Frage an Martin Neumann von Florian K. bezüglich Wissenschaft, Forschung und Technologie

Sehr geehrter Herr Prof. Dr. Neumann,

warum ist das sog. Homeschooling ("Schule zu Hause") in Deutschland nicht oder nur unter erheblich erschwerten Bedingungen legal? Prof. Volker Ladenthin von der Uni Bonn hat auf verschiedene Umstände aufmerksam gemacht, unter denen eine Verpflichtung der Kinder, Bildung allein in Form einer staatlichen Schulpflicht wahrzunehmen, in zahlreichen Fällen zu Problemen führen, z.B. bei Kindern, die Schwierigkeiten im sozialen Bereich o.ä. haben. (vgl. z.B. "Homeschooling", Bonn 2010)

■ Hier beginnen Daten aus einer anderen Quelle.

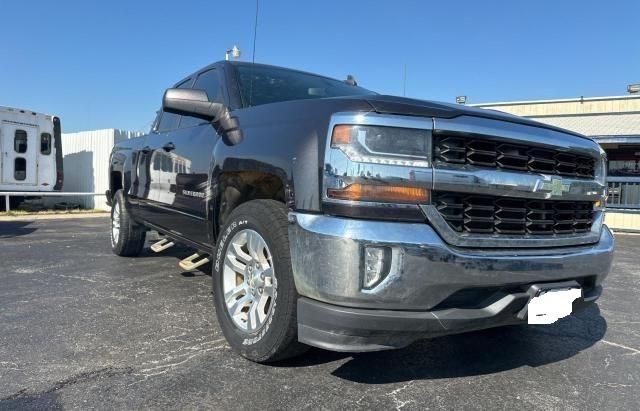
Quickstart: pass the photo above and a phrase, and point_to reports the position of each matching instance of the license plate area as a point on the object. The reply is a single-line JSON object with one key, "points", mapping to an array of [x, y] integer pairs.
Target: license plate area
{"points": [[548, 305]]}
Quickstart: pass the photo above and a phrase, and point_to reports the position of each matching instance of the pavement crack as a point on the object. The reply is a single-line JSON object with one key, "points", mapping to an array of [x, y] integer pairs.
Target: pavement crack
{"points": [[399, 404], [75, 379]]}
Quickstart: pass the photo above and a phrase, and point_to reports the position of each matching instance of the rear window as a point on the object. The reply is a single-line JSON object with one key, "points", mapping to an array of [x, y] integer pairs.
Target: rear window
{"points": [[20, 141], [263, 85], [20, 169]]}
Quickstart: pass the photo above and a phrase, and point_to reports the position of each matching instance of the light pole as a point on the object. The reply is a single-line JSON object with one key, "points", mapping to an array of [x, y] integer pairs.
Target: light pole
{"points": [[234, 52]]}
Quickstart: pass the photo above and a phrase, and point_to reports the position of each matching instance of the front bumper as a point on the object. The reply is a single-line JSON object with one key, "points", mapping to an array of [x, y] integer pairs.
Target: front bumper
{"points": [[432, 288]]}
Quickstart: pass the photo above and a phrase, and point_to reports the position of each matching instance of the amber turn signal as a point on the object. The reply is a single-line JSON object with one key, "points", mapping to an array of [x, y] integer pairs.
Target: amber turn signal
{"points": [[341, 135], [381, 193]]}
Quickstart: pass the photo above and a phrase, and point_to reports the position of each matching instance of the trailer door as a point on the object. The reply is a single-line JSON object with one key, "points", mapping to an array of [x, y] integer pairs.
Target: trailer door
{"points": [[19, 144]]}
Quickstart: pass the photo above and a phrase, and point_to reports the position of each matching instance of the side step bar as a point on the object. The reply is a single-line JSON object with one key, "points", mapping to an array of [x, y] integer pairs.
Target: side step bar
{"points": [[191, 263], [161, 245]]}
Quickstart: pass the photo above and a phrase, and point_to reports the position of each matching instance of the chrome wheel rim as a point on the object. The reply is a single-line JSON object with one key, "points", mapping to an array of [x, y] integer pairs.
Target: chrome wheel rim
{"points": [[248, 281], [115, 225]]}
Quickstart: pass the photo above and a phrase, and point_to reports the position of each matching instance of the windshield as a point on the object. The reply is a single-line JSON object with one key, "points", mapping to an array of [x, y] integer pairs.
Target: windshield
{"points": [[263, 85]]}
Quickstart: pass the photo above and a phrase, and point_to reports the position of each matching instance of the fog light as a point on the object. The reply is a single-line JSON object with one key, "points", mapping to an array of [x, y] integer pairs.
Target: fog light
{"points": [[377, 261]]}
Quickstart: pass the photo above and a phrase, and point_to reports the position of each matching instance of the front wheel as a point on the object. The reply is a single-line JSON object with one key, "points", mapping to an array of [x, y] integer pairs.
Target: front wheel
{"points": [[127, 237], [254, 292]]}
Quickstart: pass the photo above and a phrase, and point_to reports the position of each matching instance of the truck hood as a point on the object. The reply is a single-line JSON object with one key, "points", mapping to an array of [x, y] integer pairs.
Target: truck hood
{"points": [[423, 108]]}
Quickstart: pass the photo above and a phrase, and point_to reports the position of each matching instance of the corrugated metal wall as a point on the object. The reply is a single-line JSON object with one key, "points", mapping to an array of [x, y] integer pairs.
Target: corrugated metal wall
{"points": [[86, 164]]}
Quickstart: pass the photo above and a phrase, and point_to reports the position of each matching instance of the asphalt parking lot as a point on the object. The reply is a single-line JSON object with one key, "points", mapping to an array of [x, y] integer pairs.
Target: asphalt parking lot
{"points": [[82, 328]]}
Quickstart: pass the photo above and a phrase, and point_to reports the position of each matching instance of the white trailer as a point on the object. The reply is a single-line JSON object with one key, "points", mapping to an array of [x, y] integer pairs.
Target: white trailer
{"points": [[30, 152]]}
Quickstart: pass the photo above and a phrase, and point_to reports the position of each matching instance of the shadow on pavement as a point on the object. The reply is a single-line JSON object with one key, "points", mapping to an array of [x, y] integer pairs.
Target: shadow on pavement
{"points": [[470, 354], [10, 229]]}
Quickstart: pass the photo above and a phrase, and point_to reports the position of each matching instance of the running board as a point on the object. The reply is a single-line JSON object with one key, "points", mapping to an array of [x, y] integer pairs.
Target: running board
{"points": [[190, 263], [162, 245]]}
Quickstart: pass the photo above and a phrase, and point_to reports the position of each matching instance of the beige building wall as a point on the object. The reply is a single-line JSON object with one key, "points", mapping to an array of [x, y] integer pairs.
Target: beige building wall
{"points": [[577, 106], [622, 221]]}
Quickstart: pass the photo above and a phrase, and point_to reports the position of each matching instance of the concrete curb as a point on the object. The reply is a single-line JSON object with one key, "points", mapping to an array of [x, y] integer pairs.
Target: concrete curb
{"points": [[34, 217]]}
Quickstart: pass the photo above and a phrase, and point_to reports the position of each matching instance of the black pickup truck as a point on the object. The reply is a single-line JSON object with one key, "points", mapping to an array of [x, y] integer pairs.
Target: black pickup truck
{"points": [[339, 218]]}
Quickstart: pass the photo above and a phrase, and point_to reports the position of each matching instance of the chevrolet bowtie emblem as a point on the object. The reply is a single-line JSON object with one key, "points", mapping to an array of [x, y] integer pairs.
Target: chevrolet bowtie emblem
{"points": [[556, 187]]}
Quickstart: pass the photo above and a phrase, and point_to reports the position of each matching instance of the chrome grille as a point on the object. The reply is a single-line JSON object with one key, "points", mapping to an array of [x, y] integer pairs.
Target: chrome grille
{"points": [[490, 153], [467, 213]]}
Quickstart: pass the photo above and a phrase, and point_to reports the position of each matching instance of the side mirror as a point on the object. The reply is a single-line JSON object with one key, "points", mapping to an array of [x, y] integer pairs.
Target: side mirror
{"points": [[192, 103]]}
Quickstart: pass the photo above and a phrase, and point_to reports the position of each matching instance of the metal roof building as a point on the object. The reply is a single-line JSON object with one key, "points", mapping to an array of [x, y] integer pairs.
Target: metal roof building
{"points": [[614, 122]]}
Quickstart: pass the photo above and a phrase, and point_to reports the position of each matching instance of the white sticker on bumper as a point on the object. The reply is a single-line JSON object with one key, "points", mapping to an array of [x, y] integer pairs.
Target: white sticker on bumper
{"points": [[551, 305]]}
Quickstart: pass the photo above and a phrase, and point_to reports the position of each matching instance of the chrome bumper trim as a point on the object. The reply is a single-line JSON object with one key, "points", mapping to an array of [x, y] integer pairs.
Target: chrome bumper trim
{"points": [[326, 260], [511, 241]]}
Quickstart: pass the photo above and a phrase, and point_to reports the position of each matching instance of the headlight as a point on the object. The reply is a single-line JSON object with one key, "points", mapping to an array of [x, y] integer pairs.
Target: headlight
{"points": [[382, 145]]}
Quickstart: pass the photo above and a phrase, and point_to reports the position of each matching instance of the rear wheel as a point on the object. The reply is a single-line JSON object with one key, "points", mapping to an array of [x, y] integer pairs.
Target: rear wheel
{"points": [[254, 292], [127, 237]]}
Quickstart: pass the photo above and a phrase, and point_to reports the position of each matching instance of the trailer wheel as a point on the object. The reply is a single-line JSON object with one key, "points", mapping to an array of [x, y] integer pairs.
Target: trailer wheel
{"points": [[127, 237], [254, 293]]}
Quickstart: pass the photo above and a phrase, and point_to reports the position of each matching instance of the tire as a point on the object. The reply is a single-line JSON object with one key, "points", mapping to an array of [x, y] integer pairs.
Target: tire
{"points": [[128, 239], [268, 330]]}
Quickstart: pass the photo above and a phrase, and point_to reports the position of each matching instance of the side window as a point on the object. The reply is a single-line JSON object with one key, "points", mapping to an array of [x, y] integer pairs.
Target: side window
{"points": [[170, 121], [209, 82], [20, 141], [45, 143]]}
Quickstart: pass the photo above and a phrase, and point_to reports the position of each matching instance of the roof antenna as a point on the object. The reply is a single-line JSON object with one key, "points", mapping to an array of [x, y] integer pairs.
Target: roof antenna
{"points": [[255, 32], [351, 80]]}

Warum kann den betreffenden Eltern nicht ermöglicht werden, die Schulbildung selbst in die Hand zu nehmen? Länder wie Österreich, Spanien, Schweiz, Großbritannien, Italien Irland, Belgien, Schweden, Portugal, USA sehen jedenfalls keinen Bedarf, Eltern staatlich zu bevormunden, sondern haben vielmehr Modelle entwickelt, welche die Bildungspflicht auch für Kinder, die keine Schule besuchen, in einem hilfreichen Rahmen sicherstellen können.

Mir sind ferner keine belastbaren Daten bekannt, die dafür sprechen, dass eine sinnvolle Regelung von Homeschooling die entsprechenden Kinder sozial benachteiligt.

Wie lautet Ihre Position bzw. die Position Ihrer Partei zu diesem Thema? Was werden Sie politisch für diejenigen Eltern unternehmen, die sich durch die staatliche Schulpflicht heute in ihrer Erziehungsaufgabe eingeschränkt fühlen, bzw. deren Kinder darunter leiden?

mit freundlichen Grüßen,

Florian Kraemer.

Prof. Dr.-Ing. Martin Neumann MdB
Antwort von
FDP

Sehr geehrter Herr Kraemer,

ich danke Ihnen vielmals für Ihre Anfrage zum Thema Homeschooling, zu welchem ich Ihnen gerne meine Position darlegen werde.
Jedes Kind ist anders und braucht eine individuelle Form der Betreuung und Bildung. In diesem grundsätzlichen Punkt teile ich die Auffassung der Befürworter von Homeschooling. Jedoch bin ich der Meinung, dass sich der Blick der Befürworter von Homeschooling zu sehr auf die reine Wissensvermittlung beschränkt. Denn oftmals wird vergessen, dass die gemeinsame Bildung in der Schule auch eine elementare Vorbereitung auf das Miteinander in Beruf und Gesellschaft ist. Soziale Kompetenzen werden meines Erachtens auch in Schulen herausgebildet, wo sich Kinder tagtäglich begegnen und bei der eigenen charakterlichen sowie sozialen Entfaltung gemeinsam begleiten. Wie wichtig die Schule als Instrument für die individuelle und gesellschaftliche Entwicklung ist, zeigen die aktuellen Diskussionen entlang der sozialen Herausforderungen und der Inklusion von Kindern mit Migrationshintergrund oder Behinderung.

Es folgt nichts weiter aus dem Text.